Recent studies have shown how important GRIT is for future success. Reaching a significant long-term goal generally requires a great deal of work, risk of failure, and the resolve to carry on in the face of adversity.

In this post, we will answer the following questions:

  • What is “grit”?
  • Why does grit matter?

What is “grit”?

We’re not focusing on the literal, physical definition of grit. The small particles of rocks or sand which provide traction to get your car out of a snow bank is not our focus, but for our purposes, the quality of grit refers not to the abrasiveness of this rough material, but to the tenacity and traction true grit provides (to keep you from sliding backwards) in order to complete a goal.

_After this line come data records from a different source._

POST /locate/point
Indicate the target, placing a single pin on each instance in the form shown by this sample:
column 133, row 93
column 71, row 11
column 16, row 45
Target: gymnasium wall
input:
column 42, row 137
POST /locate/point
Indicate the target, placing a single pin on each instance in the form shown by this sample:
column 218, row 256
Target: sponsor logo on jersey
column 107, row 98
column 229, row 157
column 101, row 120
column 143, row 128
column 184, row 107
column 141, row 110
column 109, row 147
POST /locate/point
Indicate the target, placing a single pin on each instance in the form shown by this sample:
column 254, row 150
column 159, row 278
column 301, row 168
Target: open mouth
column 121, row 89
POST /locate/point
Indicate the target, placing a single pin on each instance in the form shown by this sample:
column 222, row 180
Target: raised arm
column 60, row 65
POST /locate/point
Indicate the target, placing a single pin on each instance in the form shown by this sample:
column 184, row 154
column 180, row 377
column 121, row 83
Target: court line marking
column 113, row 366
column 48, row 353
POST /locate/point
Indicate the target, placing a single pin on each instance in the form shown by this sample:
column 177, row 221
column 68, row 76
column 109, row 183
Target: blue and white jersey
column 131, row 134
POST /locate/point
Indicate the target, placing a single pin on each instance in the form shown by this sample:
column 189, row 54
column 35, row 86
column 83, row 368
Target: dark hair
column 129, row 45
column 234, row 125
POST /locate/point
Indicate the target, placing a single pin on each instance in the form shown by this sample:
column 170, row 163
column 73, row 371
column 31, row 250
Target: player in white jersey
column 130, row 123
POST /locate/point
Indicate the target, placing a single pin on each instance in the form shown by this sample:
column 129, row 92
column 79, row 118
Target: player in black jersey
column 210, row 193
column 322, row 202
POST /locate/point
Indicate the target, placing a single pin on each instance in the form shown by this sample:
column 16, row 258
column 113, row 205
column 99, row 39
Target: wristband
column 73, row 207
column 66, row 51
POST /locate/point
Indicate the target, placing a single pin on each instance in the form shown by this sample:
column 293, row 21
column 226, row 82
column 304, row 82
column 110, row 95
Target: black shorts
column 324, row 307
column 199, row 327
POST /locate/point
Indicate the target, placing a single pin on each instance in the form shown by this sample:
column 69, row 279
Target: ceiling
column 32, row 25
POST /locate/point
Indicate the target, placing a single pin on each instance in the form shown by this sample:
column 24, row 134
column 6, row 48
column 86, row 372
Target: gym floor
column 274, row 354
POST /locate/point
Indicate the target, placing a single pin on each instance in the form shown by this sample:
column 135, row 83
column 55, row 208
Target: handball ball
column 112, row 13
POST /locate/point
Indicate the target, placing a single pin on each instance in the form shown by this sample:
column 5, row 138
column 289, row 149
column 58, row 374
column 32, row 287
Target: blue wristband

Grit is an essential part of achieving long-term goals.

According to Psychologist Angela Duckworth (who has created a self-assessment for grit), it is:

“the tendency to sustain interest and effort in pursuing long-term goals, and self control, the regulation of behavioral, emotional and attentional impulses.”

Duckworth contrasts grit to self-control, making the distinction that self-control helps in the battle against short-term temptations, which she calls “hourly temptations”. Grit is what helps you complete long-term goals; the pursuit of challenges over the course of years.

She has also called grit “perseverance and passion for long-term goals”.

If you are unable to view the video, or would like more information about this video at the TEDTalks site, click here.

Another big name in “grit” is Paul Tough, author of “How Children Succeed: Grit, Curiosity, and the Power of Character” and “Whatever it Takes: Geoffrey Canada’s Quest to Change Harlem and America”. He frequently quotes Angela Duckworth’s work. He has defined grit as one of the non-cognitive skills that make up a person’s character, and the persistence to pursue long-term goals.

Why does grit matter?

The reason grit is vital to achieving long term goals is that it’s necessary to overcome adversity. If one cannot cope with adversity or any setbacks on the way to a long-term goal, there is a tendency to quit.

In Paul Tough’s work, he frequently notes that grit and other characteristics are more malleable and are far more meaningful for future success than intelligence. If you’re worried that you’re not smart enough to succeed, remember that grit can get you farther than just being smart!

Essentially, if one does not have grit, they’re likely to quit. To get through all the steps necessary to graduate from college, you will need to face some measure of difficulty and have the patience to get through all steps in pursuit of that goal.